他现在可以说是举目无亲,对官府也是充满了恨意。
他深知以自己一己之力无法对抗官府,要想复仇,必须得借助外力。
在经过了一番考虑后,他直接加入了三河县境内一股流寇。
他希望有朝一日能够在流寇中出人头地,然后带人去杀了县令等人,为家族两百余口人报仇雪恨。
只是他曾经是一个锦衣玉食的公子哥,除了有一些见识外,舞枪弄棒还真不是他的长处。
现在虽然加入了流寇的队伍,可却是流寇队伍中最底层的一名小兵,干最累最脏的活儿。
可是为了报仇,王凌云咬牙在坚持着。
他渴望有朝一日能够得到流寇头目的赏识,爬上高位。
夜风微凉,王凌云拄着长矛爬上了一块大石头。
放眼望去,周围除了蛙叫虫鸣外,黑黢黢的什么都看不见。
看到周围没有什么动静。
他在大石头上坐了下来,长矛放在一旁,开始打盹。
可没多久,他就被窸窸窣窣的声音吵醒了。
此刻天已经蒙蒙亮,他借助微弱的光亮,看到了不远处的有影影绰绰的人正在朝着他们老鹰洞这边摸过来。
看到这一幕,王凌云也是心里一惊。
他急忙的跳下大石头,躲避在了大石头的后边。
他朝着远处张望,只见几个方向都有人围上来,他的心顿时提到了嗓子眼。
“铛铛铛!”
“铛铛铛!”
王凌云急忙地奔到了一棵小树下,拉响了预警的铃铛。
铃铛声惊醒了熟睡的流寇们。
“谁他娘的乱拉铃铛?”
“管他的呢,继续睡。
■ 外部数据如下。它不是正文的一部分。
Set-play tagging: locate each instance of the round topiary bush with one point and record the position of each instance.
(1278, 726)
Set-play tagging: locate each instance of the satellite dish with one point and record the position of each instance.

”
“可能是放哨的拉的吧。”
“娘的,我去看看那个小崽子乱摇铃铛,打扰老子睡觉!”
“......”
流寇们一个个爬了起来,满脸的懵逼,丝毫没有意识到有敌人来袭。
“有人围上来了!”
“有数百人围上来了!”
王凌云的声音从外边传来。
流寇们听闻这话,顿时面色变得严肃起来。
“弟兄们,抄家伙!”
在头领南霸天的大吼声中,流寇们手脚麻利地抄起了长刀,长矛冲出了破烂的窝棚。
他们冲出窝棚的时候,苏家家丁和两三百请来的人已经朝着他们围杀了上来。
流寇们看到那拎着刀子冲杀而来的苏家人,也是面露慌乱色。
很显然,来袭的人不仅仅多,而且装备精良。
“扯呼!”
“扯呼!”
“他们人太多了!”
头领南霸天看了一眼来袭的人后,也是没了战意,直接掉头朝着旁边的竹林里奔去。
“杀啊!”
“冲啊!”
苏家的人现在正在气头上。
眼看着偷袭不成,直接改为了强攻。
苏家手底下的这两三百人那都是苏昂花大价钱从镖局请来的。
这些镖局的人常年护镖,战斗经验丰富。
他们原本是想对付九峰山山贼的。
现在南霸天一伙流寇抓了苏家小姐,所以调转枪口,冲盘踞在老鹰洞的南霸天流寇队伍来了。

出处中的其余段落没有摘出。